In diese Zeit nun fiel der Vortrag Whitmonts – der seine Zuhörer zu fesseln schien. Schon in der Einleitung sprach er von einer „kopernikanischen Wende“, somit von einem ganz entscheidenden Paradigmenwechsel im wissenschaftlichen Denken. Er bezog sich auf eine ganz aktuelle Veröffentlichung C. G. Jungs [3], leitete daraus die Notwendigkeit ab, neben dem altbekannten Kausalitätsbegriff einen neuen Zusammenhang herzustellen – „Akausalität“ als einen neuen Weg, Erkenntnisse über Naturvorgänge zu erhalten. Nach der wissenschaftstheoretischen Einführung stellte Whitmont als ein Beispiel für diese Denkweise die Arzneidarstellung von Sulphur vor, bei der er die Grenzen zwischen körperlichen und geistigen Symptomen durch übergeordnete Denkstrukturen zu überwinden suchte.

Aber an der anschließenden Diskussion ist erkennbar, dass er seine Zuhörer überforderte. Es war schwer, ihm zu folgen, die genauen Details seiner Ausführungen im Zusammenhang zu sehen – und der Rahmen eines solchen Kurzvortrags erlaubte ihm auch schlicht nicht, die Dinge von Grund auf in gebührender Tiefe vorzustellen – zu groß waren die Hürden der zitierten Wissensgebiete der Jungʼschen Psychologie und der ganz neuen und unglaublichen Welt der Quantenphysik.

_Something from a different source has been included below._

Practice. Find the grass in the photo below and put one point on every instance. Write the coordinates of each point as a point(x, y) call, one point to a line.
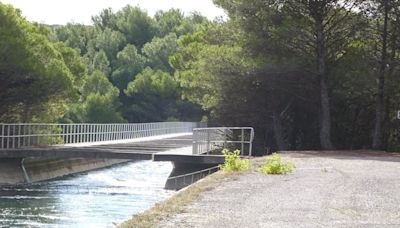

Teilnehmer wie E. Wright-Hubbard waren fasziniert und baten Whitmont um eine Vertiefung dieser Themen. Aber die Homöopathie-Szene war derart dezimiert, dass es keine Fortsetzung gab. Die IHA-Tagungen gerieten an den Rand des Existenzminimums – und diese traditionsreiche Gesellschaft löste sich schließlich 1959 auf. Der Vorstoß Whitmonts blieb ungehört.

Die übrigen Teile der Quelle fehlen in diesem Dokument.